I used the raycasting example as a base for building a larger set of classes to trace a custom set of rays using OptiX SDK 7.6 on an Ubuntu 22.04 base development image with the latest CUDA 12.0 install and driver 525.105.17 on either an RTX 3050 or GTX 1050. They both work, the former faster of course.
I set it up to allow adding multiple meshes, each mesh being triangular. When I add one OptixBuildInput
with a single triangle mesh and run optixBuildAccel
with a pointer to just that single element, it traces everything very nicely.
However if I give it more than one, it still traces the whole geometry (with some strange artifacts), but it spews errors like these:
( 0, 144, 0) error: invalid hit sbt of 1 at primitive with gas sbt index 1
( 1, 144, 0) error: invalid hit sbt of 1 at primitive with gas sbt index 1
( 2, 144, 0) error: invalid hit sbt of 1 at primitive with gas sbt index 1
( 3, 144, 0) error: invalid hit sbt of 1 at primitive with gas sbt index 1
( 0, 145, 0) error: invalid hit sbt of 1 at primitive with gas sbt index 1
( 0, 144, 0) transform list of size 0:
( 1, 144, 0) transform list of size 0:
( 2, 144, 0) transform list of size 0:
( 3, 144, 0) transform list of size 0:
( 0, 145, 0) transform list of size 0:
This of course varies from run to run because of asynchronicity, but this is a common error output.
While the traced output with one mesh perfectly matches my CPU-only tracer backend, the output with two meshes shows hits which are mostly correct, but sometimes appear displaced from the same thing I get from my CPU-only tracing backend. The tuples being output are the problematic launch indexes. I looked up the error in the source, which seems to be the only place this output is ever mentioned at all. It’s obviously related to the SBT. But both meshes use the same SBT. Shouldn’t this not be a problem?
The SBT records all exist and are empty. They’re properly aligned and also have the required header. I don’t reference the SBT records at all from the hit raygen, hit, and miss programs. I realize that there is some implicit data that becomes accessible when a closest hit is encountered, but I only read and write the globally accessible Params
structure.
I tried creating another SBT setup just to have it there so the errors can’t complain “index 1” isn’t there.
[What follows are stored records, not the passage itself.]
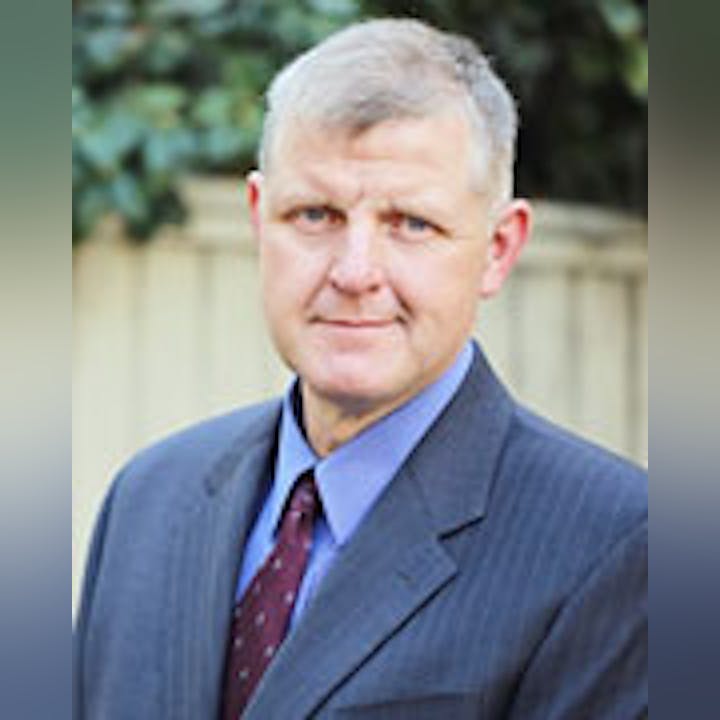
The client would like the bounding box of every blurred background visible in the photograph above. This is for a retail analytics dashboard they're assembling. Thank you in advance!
[72,0,648,606]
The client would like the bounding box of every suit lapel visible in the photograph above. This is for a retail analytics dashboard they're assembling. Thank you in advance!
[245,348,513,720]
[245,466,455,720]
[166,405,279,720]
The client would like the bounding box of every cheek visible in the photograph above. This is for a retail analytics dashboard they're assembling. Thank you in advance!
[259,238,325,313]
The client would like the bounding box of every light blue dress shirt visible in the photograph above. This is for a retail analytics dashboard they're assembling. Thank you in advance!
[237,342,473,624]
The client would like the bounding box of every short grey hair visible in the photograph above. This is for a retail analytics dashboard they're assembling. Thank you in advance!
[258,19,518,199]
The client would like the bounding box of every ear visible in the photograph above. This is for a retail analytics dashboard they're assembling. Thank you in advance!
[245,170,263,242]
[480,199,532,299]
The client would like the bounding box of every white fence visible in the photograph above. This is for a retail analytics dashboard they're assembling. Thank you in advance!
[73,180,647,604]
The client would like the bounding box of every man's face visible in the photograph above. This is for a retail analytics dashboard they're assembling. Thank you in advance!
[248,113,524,414]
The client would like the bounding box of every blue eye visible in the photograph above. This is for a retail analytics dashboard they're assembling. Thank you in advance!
[301,207,328,222]
[405,215,430,232]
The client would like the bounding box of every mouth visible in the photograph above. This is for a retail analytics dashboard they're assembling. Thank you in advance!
[314,318,396,330]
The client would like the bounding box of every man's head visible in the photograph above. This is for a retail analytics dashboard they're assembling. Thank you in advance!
[258,19,518,208]
[248,20,529,450]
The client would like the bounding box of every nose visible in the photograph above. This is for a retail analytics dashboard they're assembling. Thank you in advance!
[329,223,385,295]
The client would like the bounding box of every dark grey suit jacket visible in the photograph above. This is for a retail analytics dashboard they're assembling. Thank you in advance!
[74,350,647,720]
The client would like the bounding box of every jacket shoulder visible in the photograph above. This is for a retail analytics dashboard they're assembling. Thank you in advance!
[502,407,648,547]
[116,399,281,504]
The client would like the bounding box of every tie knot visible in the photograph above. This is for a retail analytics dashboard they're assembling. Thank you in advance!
[288,470,320,519]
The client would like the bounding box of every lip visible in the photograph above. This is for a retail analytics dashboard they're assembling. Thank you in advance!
[315,318,395,330]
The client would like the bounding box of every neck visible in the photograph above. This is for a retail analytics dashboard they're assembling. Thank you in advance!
[301,383,409,457]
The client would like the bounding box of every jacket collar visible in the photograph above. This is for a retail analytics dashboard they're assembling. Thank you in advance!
[245,346,513,720]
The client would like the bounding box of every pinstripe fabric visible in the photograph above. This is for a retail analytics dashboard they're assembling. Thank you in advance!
[75,344,647,720]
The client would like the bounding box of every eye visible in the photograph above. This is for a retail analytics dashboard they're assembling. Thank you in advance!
[389,212,438,240]
[290,205,342,233]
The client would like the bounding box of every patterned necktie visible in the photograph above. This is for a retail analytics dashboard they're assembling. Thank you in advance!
[222,471,320,720]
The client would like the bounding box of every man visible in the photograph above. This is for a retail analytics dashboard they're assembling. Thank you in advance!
[75,20,647,720]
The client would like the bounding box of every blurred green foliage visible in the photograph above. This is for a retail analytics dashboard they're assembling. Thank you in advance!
[72,0,648,241]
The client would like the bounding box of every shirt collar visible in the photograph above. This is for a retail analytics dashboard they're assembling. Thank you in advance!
[268,342,473,545]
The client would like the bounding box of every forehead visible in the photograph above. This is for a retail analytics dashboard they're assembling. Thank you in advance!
[267,112,486,201]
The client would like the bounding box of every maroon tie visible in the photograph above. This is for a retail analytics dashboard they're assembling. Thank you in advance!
[222,471,320,720]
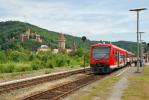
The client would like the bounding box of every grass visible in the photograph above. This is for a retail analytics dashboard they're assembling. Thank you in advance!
[79,76,120,100]
[0,63,80,79]
[122,66,149,100]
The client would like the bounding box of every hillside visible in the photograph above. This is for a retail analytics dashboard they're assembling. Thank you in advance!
[0,21,137,52]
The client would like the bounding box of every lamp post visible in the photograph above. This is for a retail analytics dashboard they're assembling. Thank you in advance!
[81,36,86,72]
[129,8,147,72]
[139,32,145,67]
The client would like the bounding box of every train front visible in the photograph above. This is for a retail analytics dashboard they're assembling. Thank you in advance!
[90,44,111,74]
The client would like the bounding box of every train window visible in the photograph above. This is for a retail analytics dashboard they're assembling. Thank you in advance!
[114,52,118,62]
[92,46,110,59]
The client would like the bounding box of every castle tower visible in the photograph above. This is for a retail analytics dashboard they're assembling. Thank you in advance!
[25,29,31,39]
[72,41,77,52]
[58,34,65,50]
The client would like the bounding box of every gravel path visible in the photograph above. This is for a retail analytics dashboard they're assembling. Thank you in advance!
[108,77,128,100]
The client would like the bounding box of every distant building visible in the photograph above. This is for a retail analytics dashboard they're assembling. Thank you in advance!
[52,34,77,53]
[37,45,49,52]
[20,29,42,43]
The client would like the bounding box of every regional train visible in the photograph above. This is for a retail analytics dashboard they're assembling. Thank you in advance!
[90,44,135,74]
This caused memory access error on the GPU and ended up blocking my unit tests from running at all on the GPU.
There’s no mention of these messages anywhere on the internet that I can find. I’ve tried everything I can think of at this point. I’m sure it’s something I’m missing about the SBT, but I don’t know what it could be. The programming guide seems to instruct me to do what I’m doing already for multiple OptixBuildInput
. Is there any general insight anyone has that might help understand this complaint about the SBT?
Here’s the acceleration structure build. Note that the OptixBuildInput
list is stored internally in a map, but at build time I put them into a vector
. Whether they’re referenced to the original or not doesn’t seem to matter. They both produce the same result.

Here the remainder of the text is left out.